Marcelo Leite, "Folha de São Paulo", dá uma no cravo e outra na ferradura: louvaminha Darwin, mas elogia Lamarck

segunda-feira, fevereiro 09, 2009

JC e-mail 3698, de 09 de Fevereiro de 2009

18. Lamarck vive, artigo de Marcelo Leite

Homenagear um cientista é aplicar suas ideias na ciência

Marcelo Leite é autor da coletânea de colunas "Ciência - Use com Cuidado" (Editora da Unicamp, 2008) e do livro de ficção infanto-juvenil "Fogo Verde" (Editora Ática, 2009), sobre biocombustíveis e florestas. Blog: Ciência em Dia (cienciaemdia.folha.blog.uol.com.br). E-mail: cienciaemdia.folha@uol.com.br. Artigo publicado na “Folha de SP”:

Jean Baptiste Pierre Antoine de Monet de Lamarck (1744-1829) figura entre os mais vilipendiados personagens da ciência. Assim como o Salieri de Mozart, na música, o senso comum o trata como uma besta quadrada, eclipsada pela genialidade de Charles Darwin (1809-1882).

Imagine, supor que características adquiridas possam ser transmitidas para a geração seguinte. Parece piada, hoje: girafinhas nascem com o pescoço comprido porque seus pais se esticavam para alcançar as folhas mais altas. É a seleção natural, estúpido!

Na quinta-feira comemora-se o bicentenário do nascimento de Darwin (e de Abraham Lincoln, mas essa é outra história). Com a avalanche editorial que se avizinha, nada melhor do que prestar homenagem ao grande botânico, químico, meteorologista, zoólogo, paleontólogo e geólogo francês que ficou para a posteridade como um evolucionista fracassado.

A homenagem que se pode fazer a um cientista consiste em aplicar suas ideias para fazer a ciência avançar. Larry Feig, da Universidade Tufts de Boston, prestou portanto um grande tributo a Lamarck com seu artigo no periódico "The Journal of Neuroscience" de quarta-feira passada, mostrando que o pensamento de Lamarck está vivo. Em camundongos.

Não é a primeira vez que roedores lhe prestam serviço. Há dez anos, Emma Whitelaw, da Austrália, mostrou que a cor da pelagem de camundongos variava em função de fatores epigenéticos (não genéticos), pois usara animais com DNA idêntico.

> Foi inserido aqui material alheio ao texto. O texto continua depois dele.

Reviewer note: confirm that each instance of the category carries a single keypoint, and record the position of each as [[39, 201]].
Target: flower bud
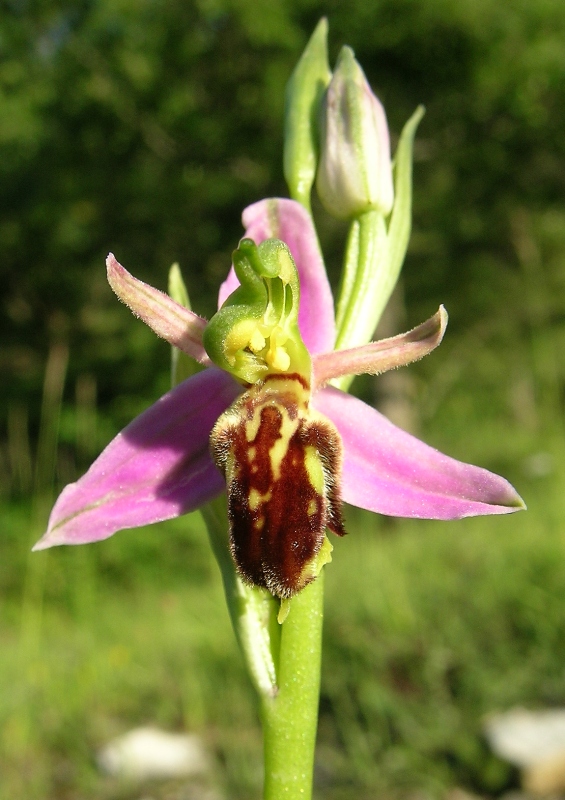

Feig fez mais. Provou que o ambiente em que vivem fêmeas na adolescência -duas a quatro semanas após o nascimento, no caso- afeta não só a própria capacidade de formar memórias (aprender), como também a de seus filhotes. Independentemente do ambiente que a prole enfrentar, na adolescência ou em qualquer tempo.

O grupo de Boston estava interessado na persistência de efeitos benéficos da exposição a ambientes enriquecidos. No caso, gaiolas maiores que as convencionais e cheias de brinquedos, como rodinhas para correr. Já se sabia que isso melhora o desempenho dos camundongos em testes padronizados, como labirintos.

O que não se sabia é que favorece também os filhotes das mães estimuladas. Só das mães, não dos pais. E se trata de algo hereditário, pois o benefício não desapareceu quando fetos de mães estimuladas foram gestados por barrigas de aluguel não estimuladas.

A vantagem não se manifestou, além disso, quando filhotes de mães sem gaiola de luxo foram paridos por mães privilegiadas. E ficou restrita à primeira geração, sumindo nas subsequentes. O ambiente rico não pode tudo, mas o estímulo às roedoras, por outro lado, mostrou-se tão robusto que foi capaz até de reverter a "burrice" induzida em camundongos geneticamente modificados para atrapalhar sua formação de memórias.

O pescoço dos camundongos não ficou mais comprido, só a sua "inteligência". E isso independentemente dos genes do pai ou da mãe. Lamarck puro. Em termos humanos, equivaleria a dizer que a qualidade da educação oferecida a adolescentes do sexo feminino pode ter um peso considerável na capacidade de aprendizado de seus futuros filhos.

Feig evita especular sobre a probabilidade de valer também para humanos essa adaptação que protege contra a privação sensorial. "É possível que seja exclusiva de roedores", admitiu num e-mail. "Há um corpo crescente de evidências de que fenômenos como esse podem acontecer em humanos. Isso é o mais longe que eu posso ir."